Sur les déclarations de Kagamé sur CNN
C’est un discours public destiné aux parrains de Kagamé qui l’aide à pouvoir passer pour un pompier alors qu’il est le pyromane. Kagamé a réussi à copier ses parrains qui ont toujours un double discours. Le monde aujourd’hui est dirigé par des bandits et des criminels, et ces bandits se respectent entre eux. Ils ont créé un réseau transnational de criminalité. C’est dans ce sens qu’il faut comprendre la respectabilité internationale de Kagamé. Les soutiens de Paul Kagamé sont des criminels. C’est sa chance.
Même s’il obtient l’immunité. Il ne faut pas oublier que les occidentaux n’ont pas d’amis. Rappelez-vous de ce qu’ils ont fait à Mobutu ! Kagamé finira un jour par payer les crimes qu’il a commis.

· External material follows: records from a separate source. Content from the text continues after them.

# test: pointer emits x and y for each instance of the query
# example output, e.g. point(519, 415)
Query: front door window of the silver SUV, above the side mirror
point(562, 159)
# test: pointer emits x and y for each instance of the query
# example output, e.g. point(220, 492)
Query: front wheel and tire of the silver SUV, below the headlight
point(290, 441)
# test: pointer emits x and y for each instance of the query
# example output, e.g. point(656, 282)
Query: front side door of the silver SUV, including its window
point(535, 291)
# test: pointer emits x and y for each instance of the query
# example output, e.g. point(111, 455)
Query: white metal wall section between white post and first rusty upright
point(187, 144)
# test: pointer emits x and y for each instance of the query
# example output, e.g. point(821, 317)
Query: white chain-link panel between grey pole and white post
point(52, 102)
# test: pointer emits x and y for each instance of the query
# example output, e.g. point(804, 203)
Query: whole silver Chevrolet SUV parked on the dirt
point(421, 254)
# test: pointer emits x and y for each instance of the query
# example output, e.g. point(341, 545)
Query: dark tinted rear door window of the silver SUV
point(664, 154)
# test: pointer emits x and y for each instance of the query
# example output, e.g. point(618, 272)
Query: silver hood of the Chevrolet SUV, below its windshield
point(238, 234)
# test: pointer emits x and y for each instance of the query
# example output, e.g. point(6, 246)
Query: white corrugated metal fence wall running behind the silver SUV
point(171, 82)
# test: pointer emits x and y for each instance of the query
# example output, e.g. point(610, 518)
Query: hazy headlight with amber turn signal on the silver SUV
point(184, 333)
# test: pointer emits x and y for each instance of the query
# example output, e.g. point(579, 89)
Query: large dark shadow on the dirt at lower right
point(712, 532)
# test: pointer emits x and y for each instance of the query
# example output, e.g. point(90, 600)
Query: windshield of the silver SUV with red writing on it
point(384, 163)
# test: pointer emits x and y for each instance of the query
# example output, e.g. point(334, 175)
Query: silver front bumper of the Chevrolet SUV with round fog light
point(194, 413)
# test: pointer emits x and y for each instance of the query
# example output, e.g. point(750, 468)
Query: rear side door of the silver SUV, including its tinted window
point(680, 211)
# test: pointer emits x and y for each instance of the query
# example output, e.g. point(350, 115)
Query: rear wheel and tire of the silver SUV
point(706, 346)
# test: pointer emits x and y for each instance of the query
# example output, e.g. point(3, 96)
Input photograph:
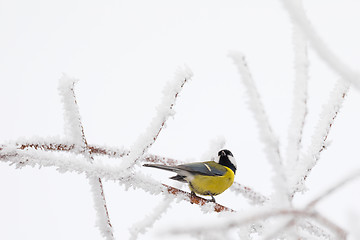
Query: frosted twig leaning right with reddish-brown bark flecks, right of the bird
point(318, 141)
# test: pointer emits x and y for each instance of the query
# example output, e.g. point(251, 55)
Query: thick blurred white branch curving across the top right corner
point(298, 15)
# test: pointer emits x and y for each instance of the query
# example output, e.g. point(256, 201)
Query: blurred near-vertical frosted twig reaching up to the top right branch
point(299, 107)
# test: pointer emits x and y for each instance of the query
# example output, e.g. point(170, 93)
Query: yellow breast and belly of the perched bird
point(204, 185)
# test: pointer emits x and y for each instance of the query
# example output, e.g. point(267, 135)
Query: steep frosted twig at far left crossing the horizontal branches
point(75, 131)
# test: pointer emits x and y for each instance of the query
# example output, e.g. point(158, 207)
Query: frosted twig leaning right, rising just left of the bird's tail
point(164, 111)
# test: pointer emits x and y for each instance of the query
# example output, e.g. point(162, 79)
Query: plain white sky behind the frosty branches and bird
point(124, 52)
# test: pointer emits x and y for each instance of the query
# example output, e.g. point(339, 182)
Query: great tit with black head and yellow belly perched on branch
point(208, 178)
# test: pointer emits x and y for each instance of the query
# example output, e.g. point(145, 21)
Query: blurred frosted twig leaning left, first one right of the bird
point(267, 135)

Sur le modus operandi de Kabila
Il achète les gens, il crée un clientélisme. Il utilise des minorités organisées négativement au Congo pour essayer d’influencer les majorités congolaises pour qu’elles soutiennent Kabila. Nous nous rendons compte que ce monsieur n’a jamais été élu. Il achète des voix.
Les élections chez nous ont été des pièges à cons. Le monsieur, choisi au préalable, essaie de distribuer de l’argent à gauche et à droite, pour pouvoir se maintenir à la tête du pays et dire qu’il a été élu démocratiquement.

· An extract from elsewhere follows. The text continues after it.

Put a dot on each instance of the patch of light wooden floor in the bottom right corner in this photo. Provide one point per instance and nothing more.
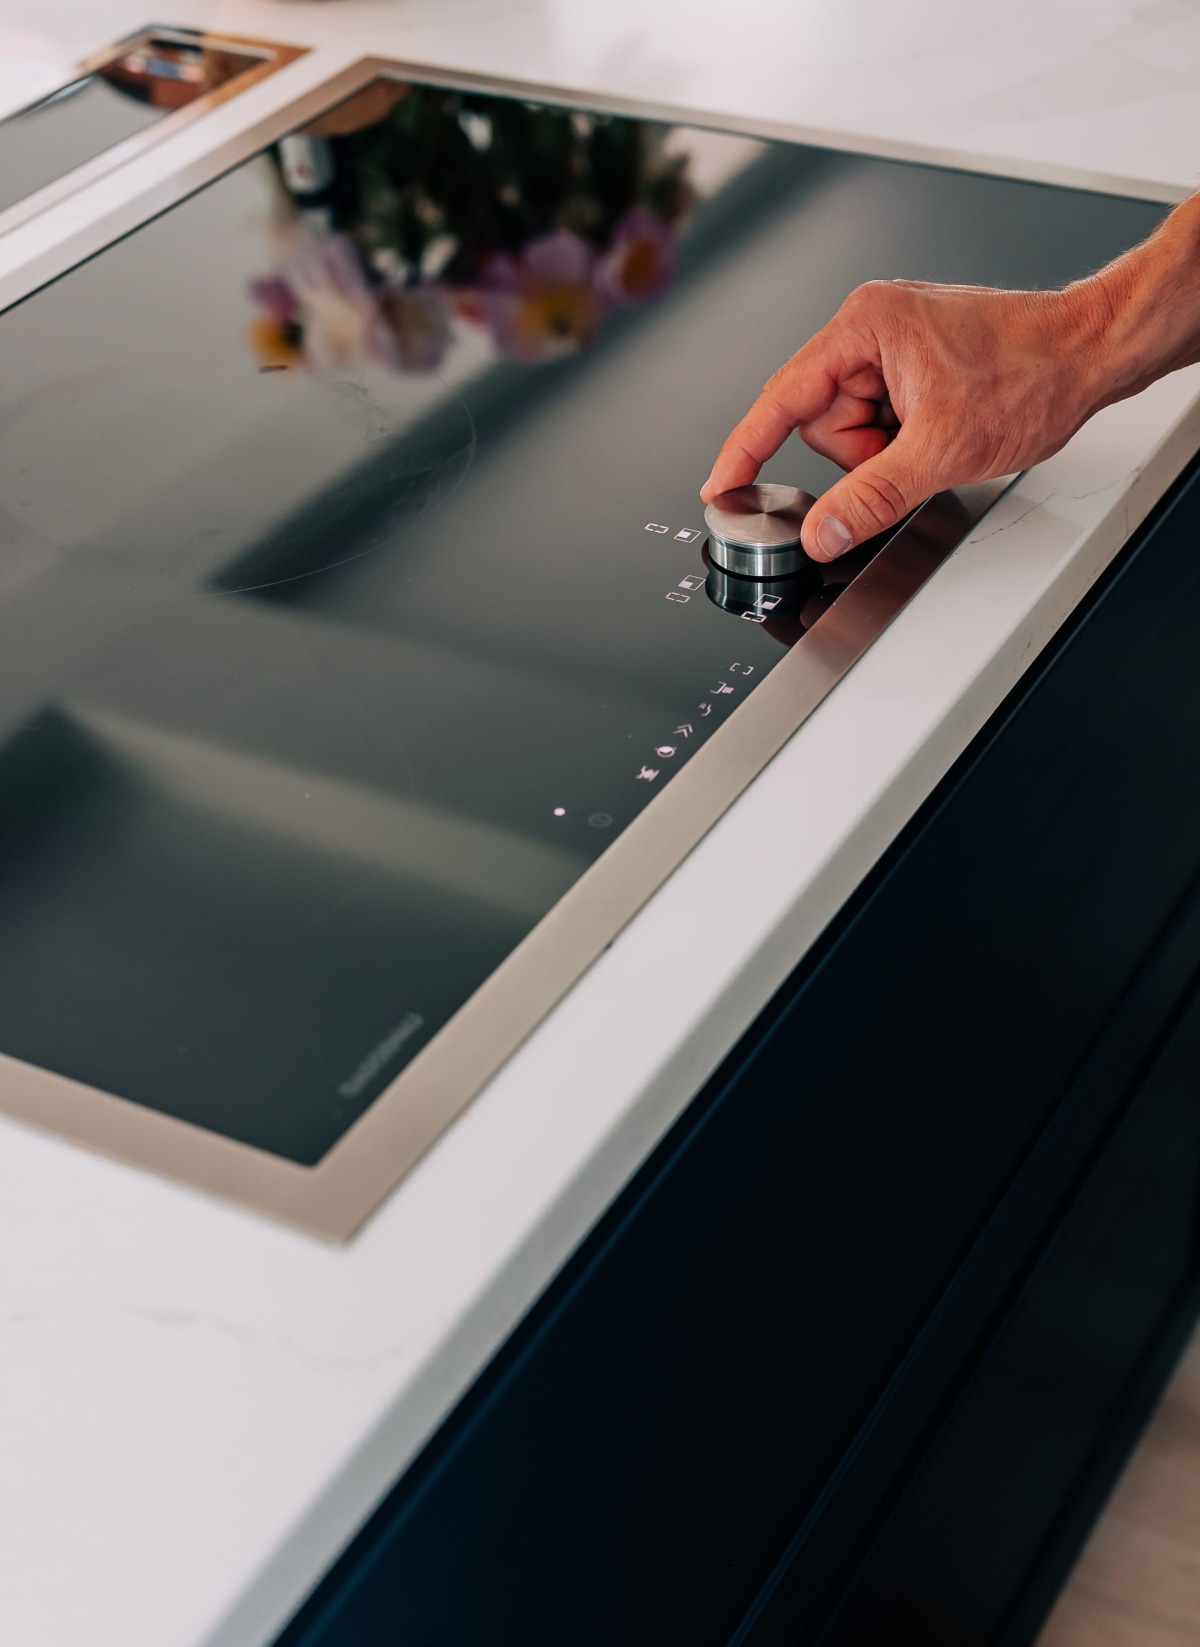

Sur les nouvelles ethnies et le faux débat ethnique
Avec la montée de la mondialisation, il y a des nouvelles familles, tribus et ethnies qui se sont créées dans tous les pays. Des réseaux transnationaux et transculturels de gens qui ne travaillent que pour leurs intérêts propres.
Si on essaie de nous faire croire que c’est le tribalisme, l’ethnocentrisme qui triomphe chez nous, on risque de passer à côté de cette nouvelle donne qui fait que, au Nord, au Sud, à l’Est, à l’Ouest du monde, les individus, qui font partie du 1% qui pille et tue le monde, ont constitué leurs nouvelles tribus ou ethnies. Les liens traditionnels servent à ces gens là comme des liens parasitaires. Aujourd’hui, au Congo, on trouve dans toutes les ethnies des minorités négatives qui travaillent contre le bonheur collectif partagé. On ne peut pas dire que ces minorités négatives appartiennent exclusivement à telle ou telle ethnie. Mais ces minorités ne sont pas aussi efficaces que les oligarques qui dirigent le monde aujourd’hui et qui ont comme marionnettes et sous-traitants, les Kagamé, Museveni et Kabila.

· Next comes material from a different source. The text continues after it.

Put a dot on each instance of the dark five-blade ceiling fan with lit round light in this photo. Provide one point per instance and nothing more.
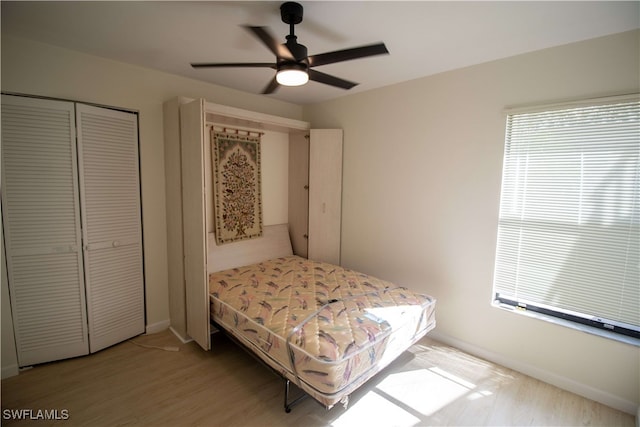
(294, 67)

Sur le mythe du soutien katangais à Kabila
Les Katangais qui ont été corrompus, ont adopté Kabila tout en sachant que tout ce qu’il dit sur ses liens biologiques ne sont pas vrais. Et même là, les véritables soutiens de Kabila ne se trouvent pas seulement au Congo. Si Kabila n’avait que des soutiens au Congo, il n’existerait déjà plus comme président. C’est ce réseau transnational de prédation qui le maintient à la tête du pays. Mais pour illusion chez nous, on nous montre ce que nous aimons voir : c’est-à-dire, il y a la tribu, il y a l’ethnie qui est derrière. Il y a une instrumentalisation de la tribu et de l’ethnie par le 1%.
C’est très subtil et difficile à comprendre parce que nous avons été éduqués dans la mentalité selon laquelle quand il y a des responsables, ils sont soutenus par leurs tribus et ethnies. Or aujourd’hui ces derniers sont instrumentalisés et se contentent le plus souvent de ramasser les miettes qui tombent de la table de ceux qui dirigent.
Sur la classe dominante au Congo
Aujourd’hui vous avez les vieux dinosaures mobutistes et les nouveaux prédateurs kabilistes qui constituent la classe dominante au Congo. Ce 1% de congolais s’associe avec le 1% des autres pays pour nous mener cette guerre de basse intensité. Il y a un réseau d’élites composé de vieux dinosaures mobutistes et nouveaux prédateurs kabilistes qui font la guerre au Congo et aux congolais parce qu’ils doivent se maintenir à tout prix au pouvoir.